Der Kirchgänger im Jahr 1901

Kleider machen Leute

Um die Jahrhundertwende ist der Kirchgänger, der die niegel-nagel-neue Christuskirche zum Gottesdienst aufsucht im „Sonntagsstaat“ fein herausgeputzt: Der Herr von Welt trägt Gehrock und Zylinder. In der Westentasche steckt die Taschenuhr, die vorher aufgezogen und richtig gestellt werden muss und mit einer Uhrkette, welche auch mit weiteren Accessoires geschmückt werden kann, an einem Knopfloch befestigt ist. Zum weißen Oberhemd gehört der angeknöpfte, frisch gestärkte steife Stehkragen mit den umgeklappten Ecken, der sogenannte „Vatermörder“. Den Hals ziert das Plastron, ein kunstvoll gebundener Krawattenschal.

Was bringt er mit?

Der feine Herr führt unterwegs stets einen Spazier- oder Flanierstock mit sich, auch wenn beide Beine gesund und voll funktionsfähig sind: Denn diese Stöcke, die oft sowieso zu dünn und fragil sind, um wirklich als Stütze zu dienen, sind Statussymbol und dekoratives Accessoire, mit einem verzierten oder figürlich gestalteten Knauf. Deshalb haben auch die Buchablagen in den Kirchenbänken Einschnitte, in die man seinen Stock oder auch einen Regenschirm einhängen kann.

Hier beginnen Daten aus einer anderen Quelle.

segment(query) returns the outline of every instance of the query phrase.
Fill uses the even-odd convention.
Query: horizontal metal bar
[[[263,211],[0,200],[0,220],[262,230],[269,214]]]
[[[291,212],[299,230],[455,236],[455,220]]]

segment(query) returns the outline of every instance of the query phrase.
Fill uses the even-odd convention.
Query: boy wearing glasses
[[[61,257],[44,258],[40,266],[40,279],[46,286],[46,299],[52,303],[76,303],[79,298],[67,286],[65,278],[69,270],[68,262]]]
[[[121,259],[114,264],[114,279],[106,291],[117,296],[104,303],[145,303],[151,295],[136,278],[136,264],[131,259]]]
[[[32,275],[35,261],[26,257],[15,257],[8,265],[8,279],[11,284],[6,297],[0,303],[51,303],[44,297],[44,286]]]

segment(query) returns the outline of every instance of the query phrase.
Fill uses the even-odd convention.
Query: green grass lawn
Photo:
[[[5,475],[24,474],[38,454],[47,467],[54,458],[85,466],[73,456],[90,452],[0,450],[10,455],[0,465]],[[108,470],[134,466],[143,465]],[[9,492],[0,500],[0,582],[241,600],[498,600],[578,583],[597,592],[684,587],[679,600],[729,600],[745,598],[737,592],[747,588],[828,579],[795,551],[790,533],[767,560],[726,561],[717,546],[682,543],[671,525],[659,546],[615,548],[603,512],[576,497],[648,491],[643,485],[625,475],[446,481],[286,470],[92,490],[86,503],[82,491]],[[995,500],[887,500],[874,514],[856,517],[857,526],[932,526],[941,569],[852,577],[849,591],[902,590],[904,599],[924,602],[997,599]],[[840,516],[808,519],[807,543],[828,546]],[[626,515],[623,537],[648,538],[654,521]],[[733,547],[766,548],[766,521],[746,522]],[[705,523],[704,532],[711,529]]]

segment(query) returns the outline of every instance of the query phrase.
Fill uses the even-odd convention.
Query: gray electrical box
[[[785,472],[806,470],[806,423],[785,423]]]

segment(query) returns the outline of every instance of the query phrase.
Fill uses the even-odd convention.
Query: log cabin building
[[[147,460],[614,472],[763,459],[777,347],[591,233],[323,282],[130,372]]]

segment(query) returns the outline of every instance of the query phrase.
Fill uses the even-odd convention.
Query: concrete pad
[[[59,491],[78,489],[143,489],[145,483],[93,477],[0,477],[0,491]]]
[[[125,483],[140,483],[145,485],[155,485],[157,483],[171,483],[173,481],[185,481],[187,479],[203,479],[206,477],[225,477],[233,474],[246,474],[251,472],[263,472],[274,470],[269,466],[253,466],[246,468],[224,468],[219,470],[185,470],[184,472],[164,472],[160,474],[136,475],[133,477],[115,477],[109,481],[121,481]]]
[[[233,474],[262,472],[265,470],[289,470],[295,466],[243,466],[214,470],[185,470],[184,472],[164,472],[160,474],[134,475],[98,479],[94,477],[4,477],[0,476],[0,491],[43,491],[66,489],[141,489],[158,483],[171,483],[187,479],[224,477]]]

Auch das Kirchengesangbuch, in dieser Zeit noch oft mit Bildschmuck versehen und in Leder gebunden, bringt jeder Kirchgänger selbst mit.

Wer hält die Predigt?

Im Jahre 1901 kann man in der Christuskirche entweder Pfarrer Bernhard Bruns, den ersten Bismarcker Gemeindepfarrer seit der Gemeindegründung 1874, oder den neuen Pfarrer Otto Schumacher, der 1898 seine Stelle angetreten hat, predigen hören. Als weiterer neuer Pfarrer kommt 1901 Julius Peter hinzu.

Was kommt in den Klingelbeutel?

Die Kollekte wird in Mark (später unkorrekt auch als „Goldmark“ oder „Reichsmark“ bezeichnet) gezahlt, der seit 1871 geltenden Währung des Kaiserreichs.